Perubahan mindset yang berdampak pada perubahan kesadaran akan tujuan mulia sebuah lembaga pendidikan akan berdampak signifikan pada menguatnya fokus perhatian pengelola lembaga pendidikan dalam upaya peningkatan kualitas pendidikannya. Peningkatan kualitas pendidikan bukanlah hal sepele yang bisa dilakukan dengan usaha ala kadarnya, akan tetapi butuh kerja keras, manajemen yang terbaik, dan profesionalisme yang tinggi. Kepala Sekolah, tenaga pendidik, dan tenaga kependidikan serta semua warga sekolah harus memiliki fokus dan tujuan akhir yang sama, yakni terciptanya kualitas pendidikan.
Untuk mendukung kedua aspek di atas, tidak bisa dipungkiri sebuah lembaga pendidikan membutuhkan biaya yang cukup besar untuk menjalankan operasional lembaga sehari-hari. Maka, sangat dibutuhkan kepekaan/kepedulian sosial dari semua pihak (stakeholder) pendidikan yang ada di sekitar lembaga tersebut. Sinergi antara pemerintah, masyarakat, maupun lembaga swasta dalam kaitannya dengan pembiayaan pendidikan tentunya sangat diharapkan. Pemerintah sebagai pihak yang memberikan alokasi dana pendidikan sesuai kemampuan anggaran negara, memberikan prioritas perhatian dan kebijakan yang berpihak pada peningkatan kualitas pendidikan, dan memberikan regulasi yang menguatkan partisipasi publik dalam bergotong-royong membantu berkembangnya lembaga pendidikan ke arah yang lebih baik. Masyarakat dan lembaga swasta memberikan dukungan dalam implementasi kebijakan pemerintah yang disertai adanya kepercayaan, kolaborasi, dan kesamaan rasa tangung jawab. Ketiga karakter ini menjadi kata kunci keberlangsungan berjalannya roda kehidupan, kemajuan, dan peningkatan kualitas sebuah lembaga. Penguatan karakter ini tidak dapat diabaikan karena telah masyhur Finlandia bukan saja menjadi negara dengan pendidikan yang murah dan berkualitas, akan tetapi menjadi negara yang memiliki kualitas hidup yang tinggi dikarenakan memiliki karakter/budaya kejujuran atau rasa saling percaya yang tinggi antarsesama warganya.

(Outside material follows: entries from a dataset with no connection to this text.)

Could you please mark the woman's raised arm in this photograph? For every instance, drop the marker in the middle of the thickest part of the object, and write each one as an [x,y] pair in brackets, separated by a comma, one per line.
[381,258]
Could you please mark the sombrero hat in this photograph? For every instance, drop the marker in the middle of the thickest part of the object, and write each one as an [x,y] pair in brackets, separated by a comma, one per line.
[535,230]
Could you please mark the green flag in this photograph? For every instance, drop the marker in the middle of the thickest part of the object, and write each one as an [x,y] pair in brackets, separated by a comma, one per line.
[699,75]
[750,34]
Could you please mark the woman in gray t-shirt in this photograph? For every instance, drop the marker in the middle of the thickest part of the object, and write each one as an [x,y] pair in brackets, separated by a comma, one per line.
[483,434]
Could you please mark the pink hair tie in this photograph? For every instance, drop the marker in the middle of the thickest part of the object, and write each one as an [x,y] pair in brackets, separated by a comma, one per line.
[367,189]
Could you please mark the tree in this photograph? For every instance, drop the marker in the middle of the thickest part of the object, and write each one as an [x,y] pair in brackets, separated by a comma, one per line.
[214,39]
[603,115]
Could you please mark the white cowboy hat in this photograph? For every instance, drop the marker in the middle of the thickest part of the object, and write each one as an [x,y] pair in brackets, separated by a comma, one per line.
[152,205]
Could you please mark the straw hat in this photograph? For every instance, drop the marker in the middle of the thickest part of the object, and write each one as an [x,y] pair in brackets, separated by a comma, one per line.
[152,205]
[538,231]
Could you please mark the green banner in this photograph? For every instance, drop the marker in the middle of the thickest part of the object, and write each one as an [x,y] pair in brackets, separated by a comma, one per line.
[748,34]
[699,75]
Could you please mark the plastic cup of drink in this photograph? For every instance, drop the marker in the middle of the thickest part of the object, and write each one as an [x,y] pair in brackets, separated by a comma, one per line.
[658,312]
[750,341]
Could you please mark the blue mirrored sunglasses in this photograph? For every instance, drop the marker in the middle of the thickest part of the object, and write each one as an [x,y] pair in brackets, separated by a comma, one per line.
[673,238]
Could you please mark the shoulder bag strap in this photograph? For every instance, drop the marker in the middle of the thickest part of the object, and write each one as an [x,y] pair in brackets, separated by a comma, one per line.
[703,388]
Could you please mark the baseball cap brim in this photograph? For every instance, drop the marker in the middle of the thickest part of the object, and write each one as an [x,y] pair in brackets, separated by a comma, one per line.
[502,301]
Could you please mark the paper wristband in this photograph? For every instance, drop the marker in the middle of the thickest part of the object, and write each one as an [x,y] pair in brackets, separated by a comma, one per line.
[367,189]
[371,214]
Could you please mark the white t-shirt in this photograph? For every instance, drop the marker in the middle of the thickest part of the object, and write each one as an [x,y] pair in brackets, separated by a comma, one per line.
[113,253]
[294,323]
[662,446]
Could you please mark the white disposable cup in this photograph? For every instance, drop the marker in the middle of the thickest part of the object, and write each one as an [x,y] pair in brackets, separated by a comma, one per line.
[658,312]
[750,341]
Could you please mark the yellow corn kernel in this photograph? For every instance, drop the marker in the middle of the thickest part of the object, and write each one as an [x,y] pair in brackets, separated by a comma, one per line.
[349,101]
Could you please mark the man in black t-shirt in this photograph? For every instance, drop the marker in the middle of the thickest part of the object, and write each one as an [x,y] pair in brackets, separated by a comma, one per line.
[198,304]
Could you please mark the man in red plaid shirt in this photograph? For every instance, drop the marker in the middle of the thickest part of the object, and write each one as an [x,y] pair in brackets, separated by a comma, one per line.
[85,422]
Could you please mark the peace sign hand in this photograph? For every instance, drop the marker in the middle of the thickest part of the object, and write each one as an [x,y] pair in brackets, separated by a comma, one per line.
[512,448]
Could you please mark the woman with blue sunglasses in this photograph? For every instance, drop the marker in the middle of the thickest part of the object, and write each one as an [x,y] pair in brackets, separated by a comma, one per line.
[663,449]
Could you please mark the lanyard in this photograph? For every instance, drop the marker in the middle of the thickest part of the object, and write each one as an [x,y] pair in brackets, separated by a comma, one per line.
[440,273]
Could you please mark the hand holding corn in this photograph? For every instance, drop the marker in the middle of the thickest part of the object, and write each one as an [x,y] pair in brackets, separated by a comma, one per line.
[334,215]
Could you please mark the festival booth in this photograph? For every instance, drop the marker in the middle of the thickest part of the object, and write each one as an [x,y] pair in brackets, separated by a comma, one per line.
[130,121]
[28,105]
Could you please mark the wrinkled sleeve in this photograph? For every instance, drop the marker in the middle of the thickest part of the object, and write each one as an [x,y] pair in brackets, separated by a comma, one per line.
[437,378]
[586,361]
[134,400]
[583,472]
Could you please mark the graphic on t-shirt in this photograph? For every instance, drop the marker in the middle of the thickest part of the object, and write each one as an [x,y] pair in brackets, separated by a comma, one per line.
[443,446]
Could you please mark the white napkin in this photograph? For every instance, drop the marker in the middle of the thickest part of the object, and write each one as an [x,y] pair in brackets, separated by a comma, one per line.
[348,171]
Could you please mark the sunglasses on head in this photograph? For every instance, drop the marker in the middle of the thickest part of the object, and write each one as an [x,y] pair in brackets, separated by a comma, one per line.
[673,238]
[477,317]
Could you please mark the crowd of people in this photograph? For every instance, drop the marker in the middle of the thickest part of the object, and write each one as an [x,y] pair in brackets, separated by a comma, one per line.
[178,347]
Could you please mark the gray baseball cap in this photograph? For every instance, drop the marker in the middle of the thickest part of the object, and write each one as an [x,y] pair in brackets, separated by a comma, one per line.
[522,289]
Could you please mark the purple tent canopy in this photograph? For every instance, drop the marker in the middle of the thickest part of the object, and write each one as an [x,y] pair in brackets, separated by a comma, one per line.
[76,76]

Alhasil, menyajikan pendidikan yang murah berkualitas yang bisa diandalkan adalah sebuah keniscayaan atau tidak mustahil untuk diwujudkan. Negeri kita, Indonesia, tentu memiliki peluang untuk menjadi Finlandianya Asia Tenggara. Mengubah pola pikir, menguatkan fokus, dan meningkatkan kepedulian warganya dapat dilakukan secara masif dan terstruktur mulai dari Pemerintah Pusat hingga Pemerintah Daerah melalui berbagai macam program dan implementasi kebijakan baik secara implisit maupun eksplisit. Memang tidak mudah, akan tetapi bukan berarti tidak mungkin untuk direalisasikan.